Tuesday, he and his students worked on paper mache masks. He demonstrated how to make them using a face mold.
"I made them scary masks," he said. "Most of them wanted scary masks. They're learning how to use three-dimensional paper mache materials, and they're learning about other cultures in the world.
"I told my students when I was a boy we made our own Halloween masks," he said. "My mom used to help make masks."
There is a picture of a 12-year-old Brantley painting a static profile of "Red Cloud," using an oil painting set his parents gave him for Christmas.
Recently, he intensely re-created that character in "Twilight of a Titan." And the difference is as far-spreading as the years between the two creations. The latter is aged, an improvement in the way wine is improved.
"I try, every time I make something to paint a picture that will reach out and grab somebody from across the room and make someone come over and look at it," he said. "If I can do that, then, I'm happy with it."
Two such paintings hang in the Performing Arts Center lobby now. But his favorite is not there.
"Purple Heart" is his favorite painting. The portrait is side-lit, where the character of a sad and barely woman sits in a dark room near an open window, glancing down as she holds the shoulder of a shirt clumsily flung and veiled over the back of a chair.
The shirt has a purple hue as does the room. No less, it almost completely conceals the chair and the woman as spots of light tap the shirt and the woman both, seeming to crawl away from her as the day appears to move along on the bright outside.
"It's a painting of a girl sitting in a chair with a white shirt draped on the chair with the sunlight streaming through the window. She is sad for some reason," Brantley said.
This, as his other paintings, has character and life. And he said he portrays those attributes through light and design.
"Once you learn how to do (realism), it's easy. Sort of like watching someone skate and then learning to do it yourself. The hard part is not making it look real, the hard part is making a good design.
"A lot of realistic pictures aren't very good paintings," he said. "It's sort of like a play, you get them to act a little bit."
He has some admiration for the Italian painter Caravaggio of the 1600's. He said he admired Caravaggio's use of "really strong, intense lighting."
Brantley typically uses water color and oil to paint people he knows or people he has me-beautiful people he said, inside and out. He also has several pencil sketches in graphite.
Brantley has a concentrated opinion about many things in his life. They can be as focused as his sometimes year-long painting project.
"I think art went through a terrible period in the 20th century," he said. "There was technically art, but bad art."
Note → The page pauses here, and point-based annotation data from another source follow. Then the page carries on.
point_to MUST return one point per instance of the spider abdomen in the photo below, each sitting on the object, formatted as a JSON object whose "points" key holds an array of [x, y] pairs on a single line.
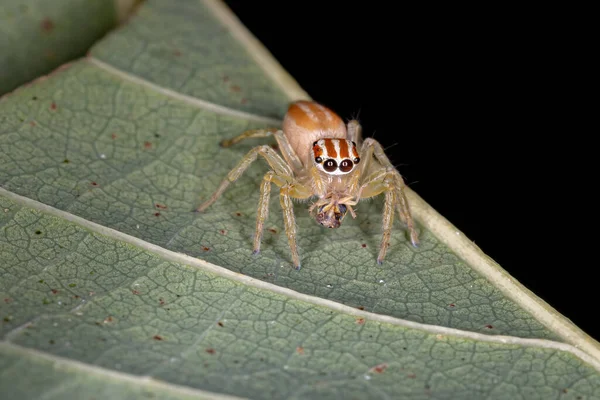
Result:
{"points": [[306, 122]]}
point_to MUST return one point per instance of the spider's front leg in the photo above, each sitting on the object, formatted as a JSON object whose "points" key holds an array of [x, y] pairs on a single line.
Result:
{"points": [[371, 148], [276, 163]]}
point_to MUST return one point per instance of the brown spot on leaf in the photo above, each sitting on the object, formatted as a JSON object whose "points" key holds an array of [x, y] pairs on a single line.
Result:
{"points": [[380, 368], [47, 25]]}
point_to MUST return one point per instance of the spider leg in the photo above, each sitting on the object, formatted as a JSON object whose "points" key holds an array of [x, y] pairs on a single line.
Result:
{"points": [[284, 145], [275, 161], [263, 205], [287, 192], [372, 147], [252, 133], [354, 130], [382, 182]]}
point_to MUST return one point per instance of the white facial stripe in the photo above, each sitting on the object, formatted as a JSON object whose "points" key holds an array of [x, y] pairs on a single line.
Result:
{"points": [[337, 144]]}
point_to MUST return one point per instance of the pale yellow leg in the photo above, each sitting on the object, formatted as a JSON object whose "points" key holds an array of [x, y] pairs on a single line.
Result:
{"points": [[252, 133], [263, 206], [372, 147], [275, 161]]}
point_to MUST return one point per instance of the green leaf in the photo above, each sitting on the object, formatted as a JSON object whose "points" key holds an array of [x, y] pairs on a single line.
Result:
{"points": [[107, 277], [37, 36]]}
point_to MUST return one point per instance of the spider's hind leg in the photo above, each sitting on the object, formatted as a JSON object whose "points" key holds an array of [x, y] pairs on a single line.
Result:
{"points": [[249, 134], [275, 161]]}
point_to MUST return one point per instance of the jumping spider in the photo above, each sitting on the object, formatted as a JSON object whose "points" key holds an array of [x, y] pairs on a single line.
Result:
{"points": [[322, 157]]}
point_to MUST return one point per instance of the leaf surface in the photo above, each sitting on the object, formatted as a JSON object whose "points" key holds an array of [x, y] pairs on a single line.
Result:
{"points": [[105, 269], [37, 36]]}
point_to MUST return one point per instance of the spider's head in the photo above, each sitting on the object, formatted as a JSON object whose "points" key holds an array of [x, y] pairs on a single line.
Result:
{"points": [[331, 215]]}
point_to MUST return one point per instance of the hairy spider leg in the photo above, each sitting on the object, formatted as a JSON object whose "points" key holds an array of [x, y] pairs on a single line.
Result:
{"points": [[282, 176], [286, 149], [389, 181]]}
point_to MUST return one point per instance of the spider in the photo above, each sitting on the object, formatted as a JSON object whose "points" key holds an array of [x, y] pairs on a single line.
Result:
{"points": [[326, 159]]}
He prefers bluegrass to contemporary country. Country is inundated with pop music these days, he said. Instead, he favors 'Bill Monroe and the Bluegrass Boys'.
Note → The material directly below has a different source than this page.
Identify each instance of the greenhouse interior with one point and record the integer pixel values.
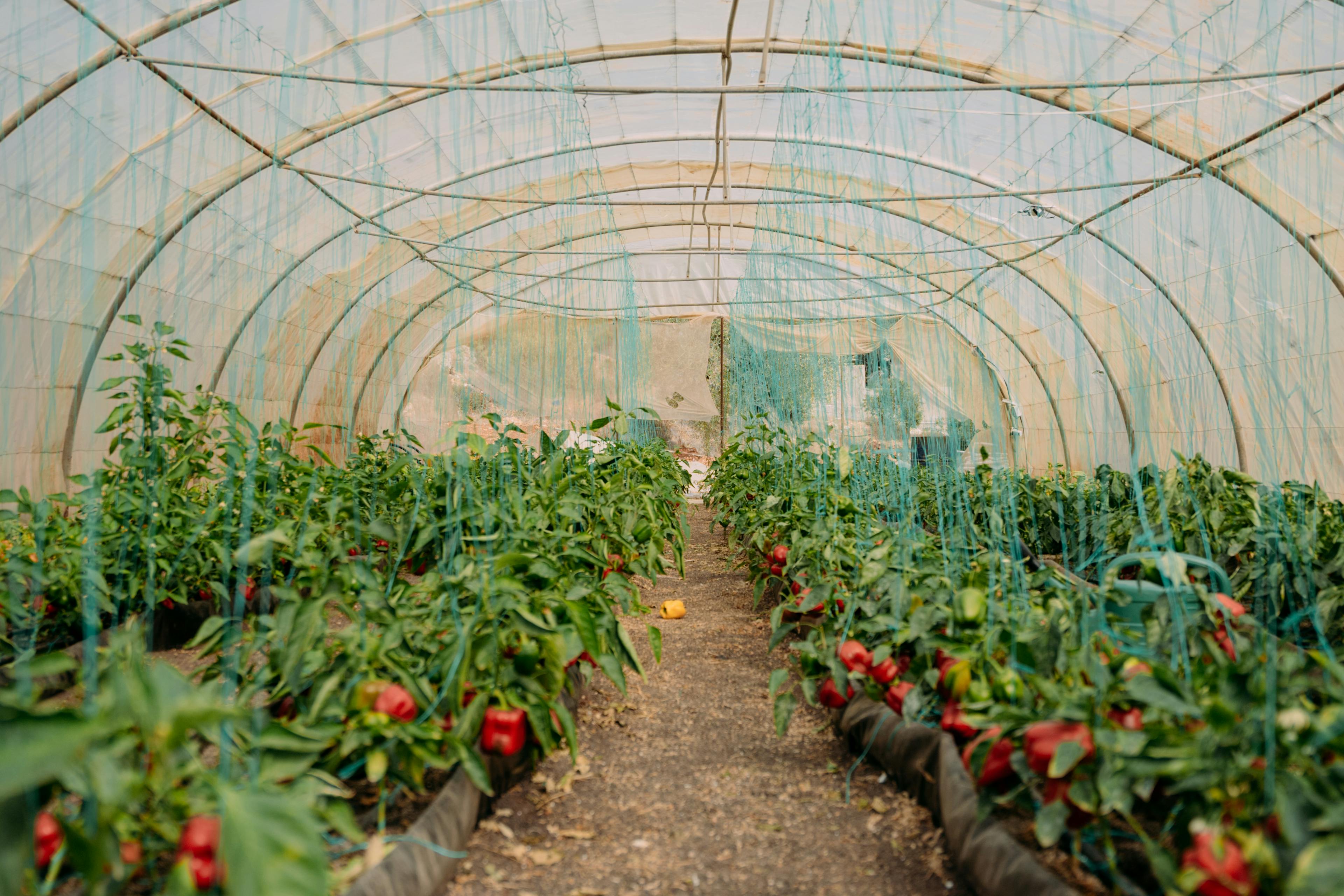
(595, 448)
"It's just plain country music. It's real country music. It's about real people."
He also loves the Clint Eastwood movie: "The Outlaw Josey Wales." And when he is not too busy he watches "Law and Order for its plot development.
Brantley's favorite color is brown. His hobbies include but are not limited to hiking in the Smokey Mountains and fishing on Lake Martin in Alabama to have "whatever I can catch (or) whatever comes up."
He sings gospel too; he is a bass voice.
These days he said he goes to work, then he goes home.
The retired gentleman works full time as an art teacher in Forest Park and returns late afternoons to his home in Alabama where he also teaches night art classes at Southern Union Community College. Then, on the weekend-this weekend-he said he may attend Auburn University's football homecoming game.
He seems busy. His excuse: "It's easy to get more iron in the fire than you can handle."
His brief biography at his website better describes him.
"No matter what I may have been successful in doing with my art, I'm still that little (12-year-old) boy in the picture," he said.